Thursday, November 11, 2021

Happy Armistice Day (Veterans Day)! And God Bless America!

 



In 1893, a 5-year-old Jewish boy named Israel stepped off the boat at Ellis Island with his parents and six siblings. Having spent all they had for the journey to America from the Russian Empire, they arrived virtually penniless. Israel had few memories of his life in what is now Belarus, except that his house had been burned to the ground. To top it off, when they arrived at Ellis, their last name was changed. Quite a beginning for such a little kid.

Israel’s father found work at a kosher meat shop and his mother became a midwife. Most of his siblings were employed, and at the age of 8, after only 2 years of school, “Izzy” began selling newspapers on the street corner.

He heard the music coming from the saloons all around him, and when he would sing the songs, people tossed coins at his feet. He soon discovered his gift... and his calling.

When Israel was just 13, his father died, making life harder for his mother. Because he wasn’t bringing home much money, Izzy decided to leave home at 14. He lived on the Lower East Side with hundreds of other homeless boys.

With his voice as his only tool for making money, Izzy sang at saloons and anywhere people would pay him, and he finally landed a job as a singing waiter in Chinatown. After the bar closed at night, he would pick out tunes on the piano, teaching himself to play, but the rest of his life, because he never learned to read music, he only played in the key of F-sharp.

Izzy’s persistence paid off, and by the next year, he’d sold his first song for 75¢, which he had to split with the guy who helped him compose it. The publisher misspelled his last name, but he liked it and it stuck. It’s the name he used on his hit song of 1911, which sold millions of sheet music copies. He changed what his first initial stood for and kept the misspelled last name until his death in 1989, at age 101.

By 1917, the US was embroiled in WWI, Izzy was now a US citizen with notoriety and money. And then the Army drafted him... to write music. He was put to work on a fundraiser musical about life in the Army. It was a smash hit and raised $150,000. He had written a song to include, but at the last minute, pulled it out. He would have to tweak it a little.
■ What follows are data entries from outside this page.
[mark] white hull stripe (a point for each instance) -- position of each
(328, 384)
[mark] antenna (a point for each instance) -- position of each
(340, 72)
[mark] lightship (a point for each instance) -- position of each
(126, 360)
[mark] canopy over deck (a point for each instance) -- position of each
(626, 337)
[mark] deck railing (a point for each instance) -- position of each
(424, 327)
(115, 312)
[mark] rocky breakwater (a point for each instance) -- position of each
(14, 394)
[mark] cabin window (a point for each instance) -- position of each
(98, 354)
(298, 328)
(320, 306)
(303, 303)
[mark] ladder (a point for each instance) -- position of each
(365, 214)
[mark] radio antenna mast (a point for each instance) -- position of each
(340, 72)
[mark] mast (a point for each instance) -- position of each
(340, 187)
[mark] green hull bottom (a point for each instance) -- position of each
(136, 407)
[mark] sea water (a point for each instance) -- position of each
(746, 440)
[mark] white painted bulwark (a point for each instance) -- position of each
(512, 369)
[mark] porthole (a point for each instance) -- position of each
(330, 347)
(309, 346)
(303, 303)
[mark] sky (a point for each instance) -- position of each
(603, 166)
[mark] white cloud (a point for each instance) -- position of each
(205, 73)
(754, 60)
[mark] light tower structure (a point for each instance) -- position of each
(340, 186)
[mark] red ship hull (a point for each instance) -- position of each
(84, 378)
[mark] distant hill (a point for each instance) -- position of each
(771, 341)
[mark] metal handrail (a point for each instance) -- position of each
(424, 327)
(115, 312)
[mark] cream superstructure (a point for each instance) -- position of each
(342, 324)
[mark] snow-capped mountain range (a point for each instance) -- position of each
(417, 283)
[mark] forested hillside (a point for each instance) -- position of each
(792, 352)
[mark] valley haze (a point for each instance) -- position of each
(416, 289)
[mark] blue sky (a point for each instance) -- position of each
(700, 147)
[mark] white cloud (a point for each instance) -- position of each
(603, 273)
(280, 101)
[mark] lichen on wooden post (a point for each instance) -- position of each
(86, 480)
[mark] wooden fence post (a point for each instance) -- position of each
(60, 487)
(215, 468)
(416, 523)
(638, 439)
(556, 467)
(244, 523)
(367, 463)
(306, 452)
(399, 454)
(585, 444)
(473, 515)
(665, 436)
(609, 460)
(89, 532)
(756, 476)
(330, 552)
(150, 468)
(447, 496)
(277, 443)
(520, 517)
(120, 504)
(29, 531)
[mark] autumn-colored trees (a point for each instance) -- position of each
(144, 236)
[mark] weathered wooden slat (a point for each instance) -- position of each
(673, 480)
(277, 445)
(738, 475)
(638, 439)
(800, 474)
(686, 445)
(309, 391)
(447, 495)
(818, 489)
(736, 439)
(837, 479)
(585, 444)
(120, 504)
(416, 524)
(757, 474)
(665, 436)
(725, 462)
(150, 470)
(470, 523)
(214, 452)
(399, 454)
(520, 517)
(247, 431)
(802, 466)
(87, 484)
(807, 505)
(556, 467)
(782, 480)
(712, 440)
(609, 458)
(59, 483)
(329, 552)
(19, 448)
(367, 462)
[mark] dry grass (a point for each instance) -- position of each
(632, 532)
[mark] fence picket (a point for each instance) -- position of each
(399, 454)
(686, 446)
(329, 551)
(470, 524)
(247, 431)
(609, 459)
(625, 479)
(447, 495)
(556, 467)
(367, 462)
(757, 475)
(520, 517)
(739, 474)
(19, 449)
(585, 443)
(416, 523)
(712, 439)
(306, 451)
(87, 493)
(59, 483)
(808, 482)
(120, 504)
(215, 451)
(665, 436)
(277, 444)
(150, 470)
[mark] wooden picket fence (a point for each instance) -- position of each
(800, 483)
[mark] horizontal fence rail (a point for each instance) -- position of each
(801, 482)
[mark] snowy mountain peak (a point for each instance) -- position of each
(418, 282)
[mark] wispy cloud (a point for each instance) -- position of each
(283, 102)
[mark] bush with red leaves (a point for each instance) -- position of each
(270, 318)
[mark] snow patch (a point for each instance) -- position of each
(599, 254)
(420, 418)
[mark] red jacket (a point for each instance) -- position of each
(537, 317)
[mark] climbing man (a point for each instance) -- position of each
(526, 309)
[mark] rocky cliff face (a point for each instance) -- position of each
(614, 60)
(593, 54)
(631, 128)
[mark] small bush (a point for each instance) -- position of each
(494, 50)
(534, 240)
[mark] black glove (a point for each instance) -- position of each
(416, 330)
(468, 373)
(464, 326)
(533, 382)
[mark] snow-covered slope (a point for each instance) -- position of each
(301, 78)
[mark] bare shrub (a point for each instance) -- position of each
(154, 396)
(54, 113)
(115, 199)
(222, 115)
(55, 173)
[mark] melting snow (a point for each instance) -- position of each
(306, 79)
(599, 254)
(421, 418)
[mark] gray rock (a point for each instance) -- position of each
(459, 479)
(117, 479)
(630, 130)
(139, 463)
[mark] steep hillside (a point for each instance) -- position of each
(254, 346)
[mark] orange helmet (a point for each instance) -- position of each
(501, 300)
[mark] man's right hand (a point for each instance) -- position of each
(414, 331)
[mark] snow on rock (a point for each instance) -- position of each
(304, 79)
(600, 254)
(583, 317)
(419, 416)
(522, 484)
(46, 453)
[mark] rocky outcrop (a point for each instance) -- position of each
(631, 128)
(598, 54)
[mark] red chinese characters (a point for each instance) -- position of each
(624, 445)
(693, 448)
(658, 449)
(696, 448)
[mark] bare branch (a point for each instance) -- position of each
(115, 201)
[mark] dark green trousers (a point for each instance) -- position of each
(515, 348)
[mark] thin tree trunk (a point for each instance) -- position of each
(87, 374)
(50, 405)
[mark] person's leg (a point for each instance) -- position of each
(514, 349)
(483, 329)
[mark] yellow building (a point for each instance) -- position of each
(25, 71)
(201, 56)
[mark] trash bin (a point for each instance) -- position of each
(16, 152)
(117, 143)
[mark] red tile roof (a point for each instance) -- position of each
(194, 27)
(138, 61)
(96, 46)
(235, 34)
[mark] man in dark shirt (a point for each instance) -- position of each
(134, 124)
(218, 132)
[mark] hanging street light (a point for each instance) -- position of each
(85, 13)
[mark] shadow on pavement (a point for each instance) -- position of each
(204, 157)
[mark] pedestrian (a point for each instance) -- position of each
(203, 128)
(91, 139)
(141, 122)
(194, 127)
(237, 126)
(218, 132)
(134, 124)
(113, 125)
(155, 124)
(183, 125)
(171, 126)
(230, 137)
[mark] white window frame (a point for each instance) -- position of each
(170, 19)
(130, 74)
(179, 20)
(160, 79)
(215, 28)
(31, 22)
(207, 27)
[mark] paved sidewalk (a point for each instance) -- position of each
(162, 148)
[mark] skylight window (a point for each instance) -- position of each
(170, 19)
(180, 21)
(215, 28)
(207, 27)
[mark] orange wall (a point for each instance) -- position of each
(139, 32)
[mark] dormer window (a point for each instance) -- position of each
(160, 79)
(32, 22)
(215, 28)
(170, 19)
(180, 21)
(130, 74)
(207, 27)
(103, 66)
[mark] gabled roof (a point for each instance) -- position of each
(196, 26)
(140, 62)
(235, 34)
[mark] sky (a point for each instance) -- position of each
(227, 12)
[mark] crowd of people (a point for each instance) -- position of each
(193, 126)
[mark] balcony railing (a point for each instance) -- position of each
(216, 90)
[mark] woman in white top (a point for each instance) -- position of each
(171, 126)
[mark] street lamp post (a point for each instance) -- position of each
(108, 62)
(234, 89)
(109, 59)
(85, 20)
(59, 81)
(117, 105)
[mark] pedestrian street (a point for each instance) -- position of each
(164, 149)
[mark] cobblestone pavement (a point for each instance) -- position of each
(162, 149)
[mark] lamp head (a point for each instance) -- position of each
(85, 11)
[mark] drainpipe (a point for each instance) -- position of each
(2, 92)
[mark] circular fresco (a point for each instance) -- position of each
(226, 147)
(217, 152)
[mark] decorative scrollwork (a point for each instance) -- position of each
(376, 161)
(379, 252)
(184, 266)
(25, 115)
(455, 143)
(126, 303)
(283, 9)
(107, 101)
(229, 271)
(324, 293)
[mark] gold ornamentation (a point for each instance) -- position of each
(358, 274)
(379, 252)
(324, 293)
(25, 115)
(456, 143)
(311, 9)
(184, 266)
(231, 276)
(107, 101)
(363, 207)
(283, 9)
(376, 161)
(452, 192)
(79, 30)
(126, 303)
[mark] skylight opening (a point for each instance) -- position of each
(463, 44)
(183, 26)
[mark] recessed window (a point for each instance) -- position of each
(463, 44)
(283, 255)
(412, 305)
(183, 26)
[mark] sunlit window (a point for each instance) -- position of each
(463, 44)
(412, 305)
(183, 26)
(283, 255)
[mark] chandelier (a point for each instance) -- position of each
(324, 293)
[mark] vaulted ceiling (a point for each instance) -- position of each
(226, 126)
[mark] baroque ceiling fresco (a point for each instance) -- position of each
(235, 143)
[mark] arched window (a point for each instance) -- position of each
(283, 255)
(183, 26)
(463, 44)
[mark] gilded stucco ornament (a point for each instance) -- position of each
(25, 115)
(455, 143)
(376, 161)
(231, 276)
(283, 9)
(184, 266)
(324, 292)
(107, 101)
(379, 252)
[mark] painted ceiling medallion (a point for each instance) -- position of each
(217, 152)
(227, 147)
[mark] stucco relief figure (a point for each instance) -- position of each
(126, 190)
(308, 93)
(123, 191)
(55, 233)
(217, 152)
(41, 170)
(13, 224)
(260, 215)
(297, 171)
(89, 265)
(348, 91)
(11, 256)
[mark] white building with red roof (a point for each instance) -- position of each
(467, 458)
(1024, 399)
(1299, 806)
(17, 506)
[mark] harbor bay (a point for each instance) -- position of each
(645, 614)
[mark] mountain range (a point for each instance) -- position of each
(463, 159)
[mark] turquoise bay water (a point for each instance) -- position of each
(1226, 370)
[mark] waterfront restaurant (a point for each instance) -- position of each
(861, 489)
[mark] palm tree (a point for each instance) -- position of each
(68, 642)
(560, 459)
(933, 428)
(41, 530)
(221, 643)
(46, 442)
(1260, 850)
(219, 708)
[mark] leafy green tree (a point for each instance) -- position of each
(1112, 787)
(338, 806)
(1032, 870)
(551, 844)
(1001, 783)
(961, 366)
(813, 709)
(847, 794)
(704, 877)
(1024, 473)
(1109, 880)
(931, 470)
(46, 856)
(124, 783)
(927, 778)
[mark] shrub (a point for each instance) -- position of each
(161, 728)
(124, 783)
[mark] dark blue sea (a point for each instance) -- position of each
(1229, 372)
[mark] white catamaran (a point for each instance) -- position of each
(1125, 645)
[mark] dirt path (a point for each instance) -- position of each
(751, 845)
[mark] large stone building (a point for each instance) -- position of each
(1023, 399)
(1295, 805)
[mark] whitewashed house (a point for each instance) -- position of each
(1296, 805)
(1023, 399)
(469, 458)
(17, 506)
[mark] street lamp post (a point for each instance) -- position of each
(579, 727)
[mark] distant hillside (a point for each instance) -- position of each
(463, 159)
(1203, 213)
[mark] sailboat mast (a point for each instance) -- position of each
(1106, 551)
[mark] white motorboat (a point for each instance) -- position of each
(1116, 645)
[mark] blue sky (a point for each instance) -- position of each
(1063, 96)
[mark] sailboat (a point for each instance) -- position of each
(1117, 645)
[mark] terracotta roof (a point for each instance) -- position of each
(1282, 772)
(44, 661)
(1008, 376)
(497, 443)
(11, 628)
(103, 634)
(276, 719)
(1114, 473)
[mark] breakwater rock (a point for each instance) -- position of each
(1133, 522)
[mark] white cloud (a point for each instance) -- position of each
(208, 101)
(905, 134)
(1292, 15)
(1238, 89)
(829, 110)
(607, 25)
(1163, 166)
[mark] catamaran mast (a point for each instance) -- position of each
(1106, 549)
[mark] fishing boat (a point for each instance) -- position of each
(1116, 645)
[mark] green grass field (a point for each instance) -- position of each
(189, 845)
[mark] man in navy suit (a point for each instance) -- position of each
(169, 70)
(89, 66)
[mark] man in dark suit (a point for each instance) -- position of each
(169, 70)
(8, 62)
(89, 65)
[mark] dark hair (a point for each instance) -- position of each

Throughout the 1920s, everything he touched turned to gold. He became the name and face of true American music. He also co-founded ASCAP, an organization to protect copyrights of music artists.

In the late 1930s, as WWII loomed in Europe, as a Jewish American, Israel felt the need to respond to Adolf Hitler’s anti-Semitism with a peaceful song. He thought about the song he had shelved in 1918, and he pulled it out and changed a few lines.

He approached a famous singer who had her own radio show and asked her if she would lend her beautiful voice to its lyrics. She agreed.

And so, on Armistice Day, November 11, of 1938, the soprano with no formal voice lessons sang the music of the composer with no formal music training, and the famous sounds of Kate Smith singing Irving Berlin’s “God Bless America” soared across the air waves and into history.

“God Bless America” has become nearly the equivalent of the national anthem for Americans, and one of the most requested songs in our nation’s history.

One of his other most-requested songs you may recognize comes around every year about this time... “White Christmas.”

Israel Beilin, whom we all know as Irving Berlin, wrote over 900 songs, 19 musicals, and the scores to 18 movies, and received innumerable awards. To Berlin, who was unashamedly patriotic, his greatest award was that he came to America penniless and homeless, and she embraced him. And he loved her so much, he gave her her own style of music.

Happy Armistice Day (Veterans Day)! And God Bless America!